The first minister, who is facing the loss of dozens of seats to Labour in the general election, said after the cabinet meeting on Thursday that the Bute House agreement had “served its purpose”. It had come to “its natural conclusion” and no longer gave his government the stability it needed, he said.

He made clear the SNP would soon abandon or water down some policies it had previously championed, now that government policy was no longer framed by the agreement.

“We will of course have to be very wise and careful around the battles that we choose to fight, and we will be absolutely and entirely focused on the people of Scotland’s priorities,” he said.

The first minister insisted he was proud of what the coalition with the Greens had achieved, including nationalising rail services, taking 100,000 children out of poverty, bolstering green energy production and cutting taxes for the poorest.

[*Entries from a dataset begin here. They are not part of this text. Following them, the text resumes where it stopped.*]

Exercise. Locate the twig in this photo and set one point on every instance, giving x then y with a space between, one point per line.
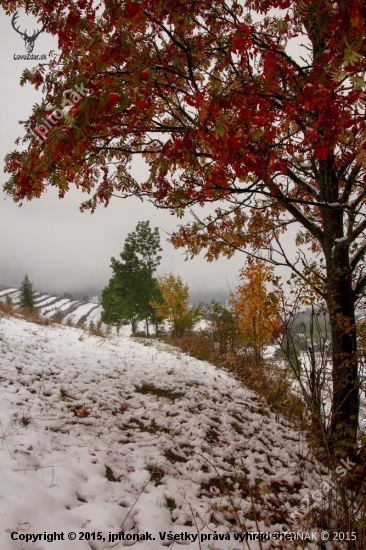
251 500
194 519
4 438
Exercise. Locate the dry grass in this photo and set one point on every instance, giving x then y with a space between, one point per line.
269 379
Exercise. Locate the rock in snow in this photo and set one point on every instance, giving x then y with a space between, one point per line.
110 435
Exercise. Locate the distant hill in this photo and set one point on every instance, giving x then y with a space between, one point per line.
62 309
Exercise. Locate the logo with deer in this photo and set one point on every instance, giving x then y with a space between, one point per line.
29 39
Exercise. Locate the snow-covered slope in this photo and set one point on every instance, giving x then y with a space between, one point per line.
67 311
109 435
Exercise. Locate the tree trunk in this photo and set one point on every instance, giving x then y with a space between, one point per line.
340 299
341 306
345 399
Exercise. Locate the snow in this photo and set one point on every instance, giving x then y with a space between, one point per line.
104 435
76 315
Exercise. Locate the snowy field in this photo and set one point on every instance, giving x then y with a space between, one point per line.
109 435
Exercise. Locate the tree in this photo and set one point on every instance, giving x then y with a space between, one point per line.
173 305
126 299
256 308
223 326
223 111
27 294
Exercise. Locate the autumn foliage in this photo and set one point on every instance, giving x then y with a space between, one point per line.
173 305
255 108
256 308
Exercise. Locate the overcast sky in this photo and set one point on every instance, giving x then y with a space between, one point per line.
61 249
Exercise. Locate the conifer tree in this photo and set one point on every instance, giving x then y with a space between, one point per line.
27 294
126 298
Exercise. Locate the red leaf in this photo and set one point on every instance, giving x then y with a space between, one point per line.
143 104
114 97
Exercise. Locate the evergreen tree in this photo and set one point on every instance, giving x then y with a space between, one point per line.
27 294
126 298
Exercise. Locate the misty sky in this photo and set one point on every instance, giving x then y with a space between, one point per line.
61 249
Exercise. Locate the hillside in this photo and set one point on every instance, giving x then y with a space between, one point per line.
103 435
65 310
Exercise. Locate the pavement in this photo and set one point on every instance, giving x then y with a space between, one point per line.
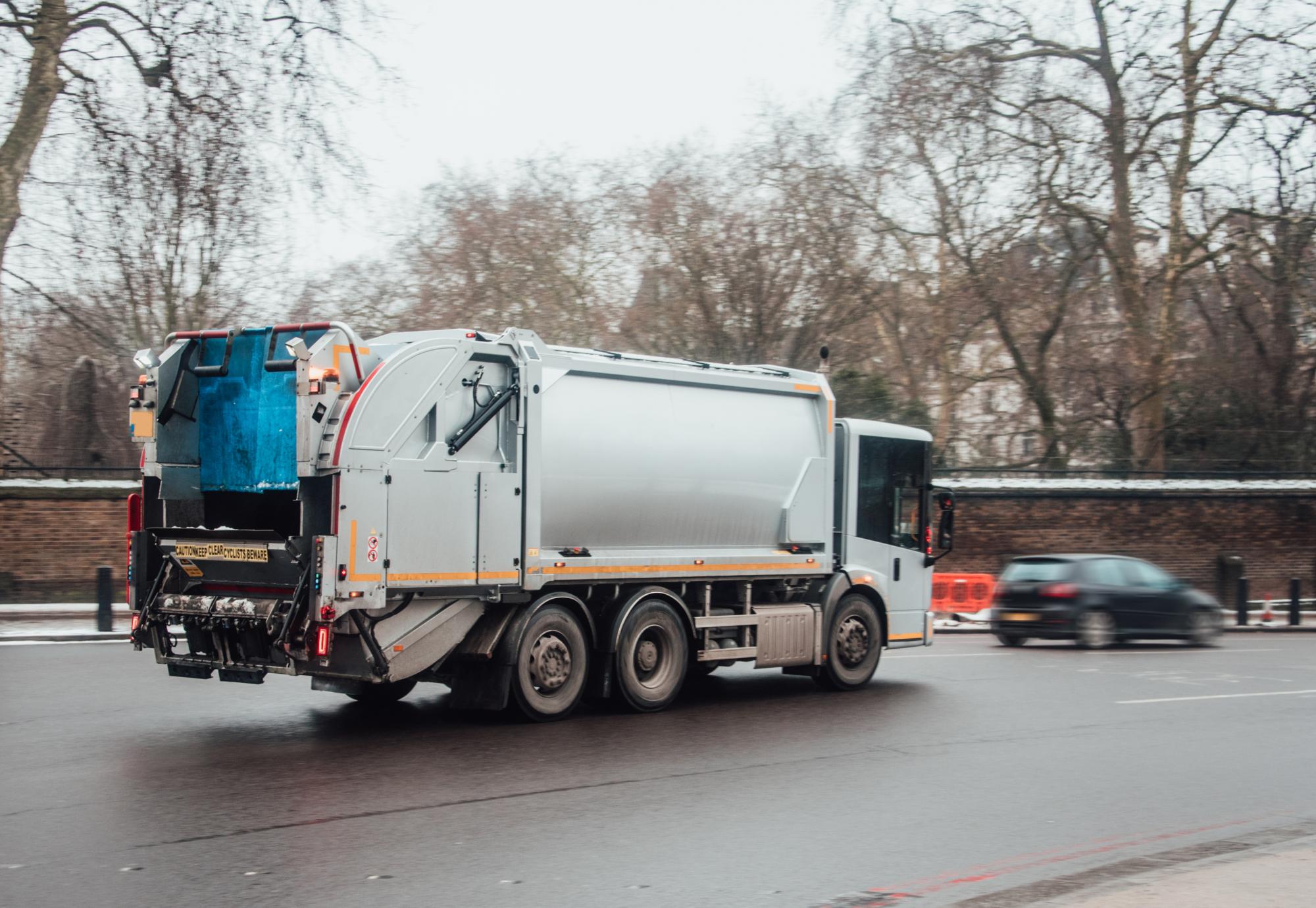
964 774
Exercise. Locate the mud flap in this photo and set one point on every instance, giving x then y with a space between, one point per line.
486 686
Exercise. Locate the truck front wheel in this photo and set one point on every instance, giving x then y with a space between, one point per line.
653 653
852 645
552 664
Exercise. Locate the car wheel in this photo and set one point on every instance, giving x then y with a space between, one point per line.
1096 630
852 645
552 665
1203 628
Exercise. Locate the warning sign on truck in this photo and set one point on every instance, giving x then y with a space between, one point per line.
222 552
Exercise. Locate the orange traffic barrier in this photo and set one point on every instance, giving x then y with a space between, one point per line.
963 593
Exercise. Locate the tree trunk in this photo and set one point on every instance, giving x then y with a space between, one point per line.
39 97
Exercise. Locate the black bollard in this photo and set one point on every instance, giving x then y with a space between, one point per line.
105 594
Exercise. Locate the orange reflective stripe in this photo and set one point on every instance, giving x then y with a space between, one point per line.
680 569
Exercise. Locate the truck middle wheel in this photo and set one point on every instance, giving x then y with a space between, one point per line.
653 653
552 664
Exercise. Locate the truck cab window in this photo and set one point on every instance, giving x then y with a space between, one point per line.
893 481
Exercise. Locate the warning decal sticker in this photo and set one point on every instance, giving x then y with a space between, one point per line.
222 552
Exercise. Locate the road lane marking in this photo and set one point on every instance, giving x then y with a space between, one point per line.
943 656
1217 697
1215 652
60 643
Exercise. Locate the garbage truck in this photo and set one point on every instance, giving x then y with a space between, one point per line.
523 523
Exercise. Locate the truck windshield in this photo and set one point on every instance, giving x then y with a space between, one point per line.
893 488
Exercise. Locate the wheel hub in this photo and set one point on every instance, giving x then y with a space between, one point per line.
551 663
852 642
647 656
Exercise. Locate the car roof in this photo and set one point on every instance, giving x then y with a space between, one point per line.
1082 556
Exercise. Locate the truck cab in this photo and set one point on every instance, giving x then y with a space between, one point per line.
884 519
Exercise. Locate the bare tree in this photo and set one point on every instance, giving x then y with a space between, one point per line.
251 66
1151 97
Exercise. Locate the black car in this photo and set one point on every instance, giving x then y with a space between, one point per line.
1098 601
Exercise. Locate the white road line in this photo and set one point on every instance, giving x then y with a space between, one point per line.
1184 652
1217 697
59 643
943 656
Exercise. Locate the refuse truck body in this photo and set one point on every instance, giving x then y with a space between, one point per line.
527 524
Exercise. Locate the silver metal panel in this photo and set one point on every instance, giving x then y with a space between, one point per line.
364 514
805 522
788 636
432 523
501 528
726 655
727 622
651 465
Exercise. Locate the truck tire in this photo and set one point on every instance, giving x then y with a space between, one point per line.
385 692
653 653
552 665
852 645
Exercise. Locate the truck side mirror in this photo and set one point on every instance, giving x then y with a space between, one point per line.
946 501
947 530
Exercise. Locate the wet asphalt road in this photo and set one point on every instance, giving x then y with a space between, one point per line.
963 770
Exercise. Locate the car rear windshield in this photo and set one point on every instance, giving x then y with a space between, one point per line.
1038 570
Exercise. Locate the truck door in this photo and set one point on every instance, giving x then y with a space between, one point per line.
890 482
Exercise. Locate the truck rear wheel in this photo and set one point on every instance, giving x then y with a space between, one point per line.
852 645
552 664
653 653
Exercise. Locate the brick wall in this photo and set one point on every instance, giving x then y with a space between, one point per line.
55 540
1182 532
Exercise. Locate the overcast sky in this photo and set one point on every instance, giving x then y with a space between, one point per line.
485 85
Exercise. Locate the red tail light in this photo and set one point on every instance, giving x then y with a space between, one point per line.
135 523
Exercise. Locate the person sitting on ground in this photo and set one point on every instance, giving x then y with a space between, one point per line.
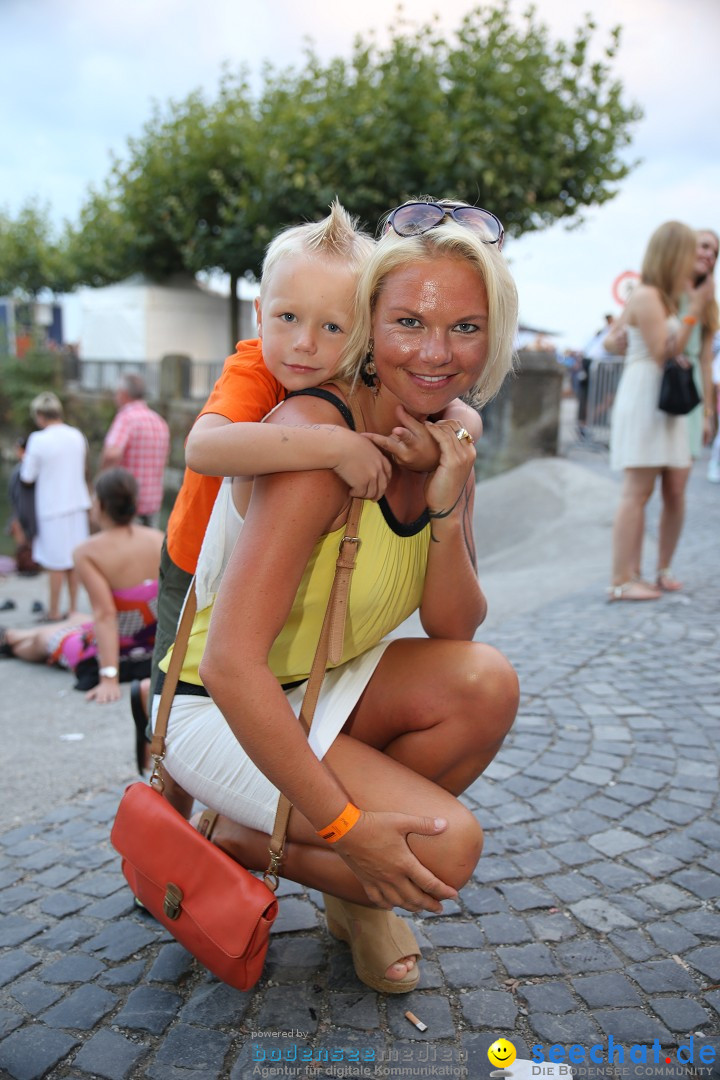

However, later, during a fractious and rowdy session of first minister’s questions at Holyrood, it became clear Yousaf’s government faced much greater instability.

Labour used the session to call for a snap Holyrood election. Douglas Ross, the Scottish Conservative leader, then announced that the Tories would be tabling the vote of no confidence. Yousaf was “not fit for office”, Ross said. “We said at the beginning this was a coalition of chaos and it has ended in chaos.”

Speaking as a backbench MSP for the first time in nearly three years, Harvie accused the first minister of caving in to rightwing forces in Scottish nationalism and in parliament. He named Salmond, who is widely believed to be orchestrating attacks on Yousaf’s leadership; Fergus Ewing, the most vociferous SNP critic of the Greens deal; and Ross.

“Who does the first minister think he has pleased most today – Douglas Ross, Fergus Ewing or Alex Salmond? And which of them does he think he can rely on for a majority in parliament now?” Harvie asked.

He dismissed Yousaf’s assurances earlier in the day that he still wanted to collaborate with the Greens on climate policy, fair taxation and anti-poverty measures.

“That has significant consequences for how the Scottish Greens position ourselves in parliament, and the first minister cannot rely on Green support while being dictated to by forces on the right,” Harvie said.